Jobs for NSW director Jane Cay predicts a bright future for regional startups in NSW after 14-year-old Wagga Wagga Entrepreneur Michael Nixon won the national final at this year’s Regional Pitchfest with the Amazing Annoyatron.

Cay, who was a judge at the Jobs for NSW supported 2017 Regional Pitchfest in Wagga Wagga, said the level of competition was outstanding and diverse.

“The national events showcased many wonderful and awe inspiring ideas - from hosiery to telecommunications,” Ms Cay said.

“All the finalists did a fantastic job delivering their pitch and the judges had a difficult decision awarding the winner.”

Nixon first entered the competition as a 13-year-old in 2016 and returned in 2017 to take out the major award.

This year he presented the Amazing Annoyatron which is an educational kit that is a fun way to introduce kids and teens to electronics and coding.

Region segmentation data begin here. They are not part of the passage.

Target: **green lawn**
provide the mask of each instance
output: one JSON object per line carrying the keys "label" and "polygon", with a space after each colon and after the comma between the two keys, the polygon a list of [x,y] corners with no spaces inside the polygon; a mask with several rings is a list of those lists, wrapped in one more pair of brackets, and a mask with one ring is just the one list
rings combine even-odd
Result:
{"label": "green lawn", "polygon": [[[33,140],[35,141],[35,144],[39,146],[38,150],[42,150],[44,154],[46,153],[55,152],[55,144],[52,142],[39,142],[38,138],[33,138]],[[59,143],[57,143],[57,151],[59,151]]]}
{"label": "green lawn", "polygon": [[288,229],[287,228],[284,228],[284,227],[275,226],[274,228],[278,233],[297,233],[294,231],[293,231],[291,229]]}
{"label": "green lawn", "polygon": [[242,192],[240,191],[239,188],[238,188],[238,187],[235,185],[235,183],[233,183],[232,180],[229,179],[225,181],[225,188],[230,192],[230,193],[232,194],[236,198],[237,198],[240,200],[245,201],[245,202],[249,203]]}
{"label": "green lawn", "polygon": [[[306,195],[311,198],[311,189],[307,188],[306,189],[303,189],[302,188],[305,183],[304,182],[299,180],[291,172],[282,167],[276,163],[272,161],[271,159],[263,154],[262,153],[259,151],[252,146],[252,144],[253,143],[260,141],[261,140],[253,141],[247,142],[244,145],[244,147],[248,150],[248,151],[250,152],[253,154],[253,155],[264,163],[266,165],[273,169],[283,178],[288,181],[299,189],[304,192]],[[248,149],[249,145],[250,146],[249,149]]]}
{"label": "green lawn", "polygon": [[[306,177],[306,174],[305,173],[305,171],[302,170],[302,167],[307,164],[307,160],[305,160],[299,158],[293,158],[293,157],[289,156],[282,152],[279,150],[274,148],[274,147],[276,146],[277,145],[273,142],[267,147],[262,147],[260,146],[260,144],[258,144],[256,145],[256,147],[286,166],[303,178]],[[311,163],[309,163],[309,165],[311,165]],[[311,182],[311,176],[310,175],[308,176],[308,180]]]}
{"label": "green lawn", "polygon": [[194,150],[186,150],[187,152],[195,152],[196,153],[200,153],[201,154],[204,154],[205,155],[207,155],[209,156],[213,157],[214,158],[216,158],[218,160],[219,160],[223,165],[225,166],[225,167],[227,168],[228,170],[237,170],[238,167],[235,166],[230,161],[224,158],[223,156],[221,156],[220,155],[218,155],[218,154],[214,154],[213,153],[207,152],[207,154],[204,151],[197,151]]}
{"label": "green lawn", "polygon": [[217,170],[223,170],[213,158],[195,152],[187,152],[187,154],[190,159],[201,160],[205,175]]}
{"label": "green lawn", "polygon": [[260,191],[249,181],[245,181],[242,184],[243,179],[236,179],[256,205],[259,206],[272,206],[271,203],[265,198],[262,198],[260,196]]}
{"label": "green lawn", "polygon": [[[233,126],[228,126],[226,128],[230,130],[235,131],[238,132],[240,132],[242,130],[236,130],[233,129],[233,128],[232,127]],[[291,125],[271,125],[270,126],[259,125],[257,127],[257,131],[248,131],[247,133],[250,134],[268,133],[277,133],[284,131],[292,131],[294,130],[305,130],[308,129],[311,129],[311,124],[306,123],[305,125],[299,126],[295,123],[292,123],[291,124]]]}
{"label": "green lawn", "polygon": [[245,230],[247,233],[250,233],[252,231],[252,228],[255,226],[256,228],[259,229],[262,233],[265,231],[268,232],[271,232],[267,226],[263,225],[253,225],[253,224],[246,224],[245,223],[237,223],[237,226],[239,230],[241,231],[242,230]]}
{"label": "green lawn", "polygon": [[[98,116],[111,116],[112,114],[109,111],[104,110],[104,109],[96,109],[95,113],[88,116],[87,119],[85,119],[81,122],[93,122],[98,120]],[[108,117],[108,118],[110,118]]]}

Cay said coding was an important skill for the State’s future workforce.

“As a mother of an 11-year-old daughter interested in learning to code I could see the practical benefits of a product designed by kids for kids,” she said.

“And as a retailer, he certainly had his commercial strategy well thought through and front of mind.

“It was obvious Michael had a passion for his idea, a brain for business and this would just be his first entrepreneurial adventure.”

Cay said the competition was a great way to uncover, celebrate, support and promote great ideas coming out of regional Australia.

“These great ideas go onto create innovative businesses in the regions that in turn create exciting career opportunities for the community,” she said.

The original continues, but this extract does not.